Background/Purpose:

Survivin is an oncological biomarker. In rheumatoid arthritis (RA), elevated serum survivin is common and has been used to predict disease onset and progressive joint damage. We investigated the predictive capacity of survivin for response to various antirheumatic treatments in patients with early RA.

Methods:

Survivin levels in serum were measured using ELISA in 302 patients enrolled in the Swedish pharmacotherapy (SWEFOT) trial at baseline and at 3, 12, and 24 months of follow-up. Survivin levels >0.45 ng/mL were considered positive. After methotrexate (MTX) monotherapy for 3 months, responders (DAS28≤3.2) remained on MTX, while non-responders were randomized to triple therapy (MTX+sulfasalazine+hydroxychloroquine) or anti-TNF (MTX+infliximab). The core-set outcomes (i.e. DAS28, HAQ, pain & global VAS) were evaluated at 3, 12, and 24 months in relation to survivin status.

Results:

Over one-third of all patients (n=114) were survivin-positive at baseline. Survivin-positive ever-smokers (51/71 vs. 64/112, OR 1.91 [95% CI 1.01-3.62], p=0.045) and survivin-negative patients who converted to positive over 24 months (13/161 vs. 2/100, OR 4.30 [0.95, 19.49], p=0.037) responded seldom to MTX.

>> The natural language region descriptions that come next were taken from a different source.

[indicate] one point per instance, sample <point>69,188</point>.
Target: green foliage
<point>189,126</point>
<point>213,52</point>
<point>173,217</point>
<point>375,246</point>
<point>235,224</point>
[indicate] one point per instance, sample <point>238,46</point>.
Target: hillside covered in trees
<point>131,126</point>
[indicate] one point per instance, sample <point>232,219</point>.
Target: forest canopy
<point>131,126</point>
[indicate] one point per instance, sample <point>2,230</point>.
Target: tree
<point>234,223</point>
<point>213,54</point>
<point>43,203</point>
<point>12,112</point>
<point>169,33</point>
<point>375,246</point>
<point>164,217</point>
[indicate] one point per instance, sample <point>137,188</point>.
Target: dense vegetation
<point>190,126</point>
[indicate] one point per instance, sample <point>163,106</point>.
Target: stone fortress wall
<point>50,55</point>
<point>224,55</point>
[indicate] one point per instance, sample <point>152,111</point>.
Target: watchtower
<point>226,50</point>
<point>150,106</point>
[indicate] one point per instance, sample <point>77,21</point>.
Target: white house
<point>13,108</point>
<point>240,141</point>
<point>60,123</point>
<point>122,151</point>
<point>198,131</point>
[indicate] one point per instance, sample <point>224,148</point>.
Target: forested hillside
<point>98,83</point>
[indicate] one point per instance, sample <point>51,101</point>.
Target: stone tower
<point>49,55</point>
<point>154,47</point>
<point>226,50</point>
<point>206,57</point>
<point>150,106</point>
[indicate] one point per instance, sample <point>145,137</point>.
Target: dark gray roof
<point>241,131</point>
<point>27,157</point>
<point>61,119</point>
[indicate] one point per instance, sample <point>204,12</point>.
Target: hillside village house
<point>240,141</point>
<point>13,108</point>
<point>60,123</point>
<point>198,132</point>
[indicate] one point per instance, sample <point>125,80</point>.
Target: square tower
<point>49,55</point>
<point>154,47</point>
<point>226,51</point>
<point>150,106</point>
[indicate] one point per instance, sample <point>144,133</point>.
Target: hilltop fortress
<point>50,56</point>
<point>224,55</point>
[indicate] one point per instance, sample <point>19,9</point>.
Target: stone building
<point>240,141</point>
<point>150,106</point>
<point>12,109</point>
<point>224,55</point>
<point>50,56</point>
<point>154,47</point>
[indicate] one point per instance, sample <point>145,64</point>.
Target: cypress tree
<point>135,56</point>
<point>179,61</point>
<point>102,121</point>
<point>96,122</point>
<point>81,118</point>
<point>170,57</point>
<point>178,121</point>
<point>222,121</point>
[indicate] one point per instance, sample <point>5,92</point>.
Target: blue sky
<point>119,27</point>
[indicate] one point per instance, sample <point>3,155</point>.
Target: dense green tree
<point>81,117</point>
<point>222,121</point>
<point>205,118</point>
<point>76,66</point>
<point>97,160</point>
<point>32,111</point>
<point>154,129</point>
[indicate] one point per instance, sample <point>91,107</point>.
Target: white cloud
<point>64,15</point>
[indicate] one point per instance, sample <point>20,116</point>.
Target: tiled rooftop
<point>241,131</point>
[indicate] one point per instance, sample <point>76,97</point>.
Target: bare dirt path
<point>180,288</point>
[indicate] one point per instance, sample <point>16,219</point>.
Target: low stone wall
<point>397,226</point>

At 3 months, survivin-positive patients among MTX responders who converted to negative (n=11) had greater reductions in DAS28, HAQ and global VAS vs. those who remained positive (n=28). A delay in improvement from functional disability was shown among the patients who remained positive, as the HAQ value was already higher despite MTX response. At 12 months, survivin-positive MTX responders who continued monotherapy had a higher risk of disease re-activation compared to survivin-negative patients (12/36 vs. 7/52, OR 3.21 [1.12-9.24], p=0.032) and deteriorated in HAQ over 24 months.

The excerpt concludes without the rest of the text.